Toys, according to a new report, are uncool because the lack of "street cred" puts children off playing with them.

Children as young as eight would rather receive a mobile phone or DVD player for Christmas. Even toddlers are becoming picky. By the age of two or three, says the study, children have an understanding of "brand awareness".

The problem is children are growing up faster than ever, turning their noses up at the type of toys and games their parents would have played with happily a generation ago. The study by Mintel, the consumer analysts, concludes: "Competition for children's spending continues to increase as pressure from other entertainment markets vies for attention. This is particularly apparent with children from eight years onwards.

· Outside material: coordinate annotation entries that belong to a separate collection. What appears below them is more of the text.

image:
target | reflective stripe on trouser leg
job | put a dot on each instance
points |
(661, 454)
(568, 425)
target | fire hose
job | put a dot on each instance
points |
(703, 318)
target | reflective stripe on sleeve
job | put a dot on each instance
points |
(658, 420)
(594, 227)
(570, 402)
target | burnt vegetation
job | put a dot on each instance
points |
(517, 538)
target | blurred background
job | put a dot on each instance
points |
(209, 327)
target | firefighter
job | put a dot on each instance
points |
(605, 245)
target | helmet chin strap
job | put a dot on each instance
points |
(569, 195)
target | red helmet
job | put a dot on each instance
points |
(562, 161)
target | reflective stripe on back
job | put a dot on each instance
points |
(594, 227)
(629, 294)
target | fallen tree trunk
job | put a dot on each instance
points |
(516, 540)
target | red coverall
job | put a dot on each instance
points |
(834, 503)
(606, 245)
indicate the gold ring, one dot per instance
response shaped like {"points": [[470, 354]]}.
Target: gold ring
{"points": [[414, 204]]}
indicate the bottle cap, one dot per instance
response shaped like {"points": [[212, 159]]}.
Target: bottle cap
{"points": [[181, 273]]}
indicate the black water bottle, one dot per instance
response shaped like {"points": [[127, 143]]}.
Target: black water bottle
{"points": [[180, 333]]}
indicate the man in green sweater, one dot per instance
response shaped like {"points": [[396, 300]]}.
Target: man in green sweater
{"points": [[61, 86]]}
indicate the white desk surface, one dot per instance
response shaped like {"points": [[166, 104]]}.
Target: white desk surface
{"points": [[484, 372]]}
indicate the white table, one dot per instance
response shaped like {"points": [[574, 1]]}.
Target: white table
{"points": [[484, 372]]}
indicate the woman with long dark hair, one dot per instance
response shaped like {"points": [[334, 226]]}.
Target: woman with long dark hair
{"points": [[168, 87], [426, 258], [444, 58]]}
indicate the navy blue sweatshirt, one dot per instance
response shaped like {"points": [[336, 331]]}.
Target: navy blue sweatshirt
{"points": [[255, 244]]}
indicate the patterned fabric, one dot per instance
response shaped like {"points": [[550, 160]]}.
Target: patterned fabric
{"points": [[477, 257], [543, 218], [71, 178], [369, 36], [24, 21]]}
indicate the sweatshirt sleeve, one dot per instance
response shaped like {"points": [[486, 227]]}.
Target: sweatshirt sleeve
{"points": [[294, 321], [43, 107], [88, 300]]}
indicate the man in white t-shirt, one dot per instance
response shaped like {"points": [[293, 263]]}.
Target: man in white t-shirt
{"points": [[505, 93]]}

"Children over 10 are no longer interested in buying toys – or at least do not want to be associated with what they think of as 'children's toys'."

The challenge for the toy industry, says the report, is "to produce and market toys and games that have street cred to entice the tweenagers [eight to 12-year-olds] back into traditional toy shops".

The report shows the fragility of a toy market, which, although showing healthy sales during the past five years, is vulnerable to children's fickle tastes. While sales of toys for younger children rose by more than 10 per cent to £300m over the past four years, more "traditional" toys have declined in real terms. Sales of male action figures, for example, are stuck on £135m. The run-up to Christmas is critical to the success of toy shops with more than 55 per cent of sales in the year's final quarter.

A look at the top-rated toys of the past 40 years shows how toys are, on the whole, both becoming increasingly sophisticated while being sold to younger children. The first winner of the British Association of Toy Retailers' award in 1965 was James Bond's Aston Martin die-cast car. It was followed in 1966, 1967 and 1968 by Action Man, Spirograph and Sindy. By the late 1990s the winning toys – Teletubbies, Furby and Furby Babies – were all aimed at much younger children.Last year's winner was a robotic dog called Teksta. Predicted top-sellers this Christmas include Nutcracker Barbie and all things Harry Potter.

That older children are less interested in toys has not gone unnoticed in toy shops. Gary Grant, who owns Britain's biggest independent toy chain The Entertainer, said: "We find that from the ages of eight, generally speaking, we [the toy trade] get overtaken by music, videos, sports gear, electrical equipment and clothing. What is on the list is a DVD player, television or hi-fi."

Adults, unlike their teenage offspring, are not too embarrassed to play with action figures and dolls. According to Mintel, one in five Virgil Tracy Thunderbirds dolls was bought by grown-ups. For themselves.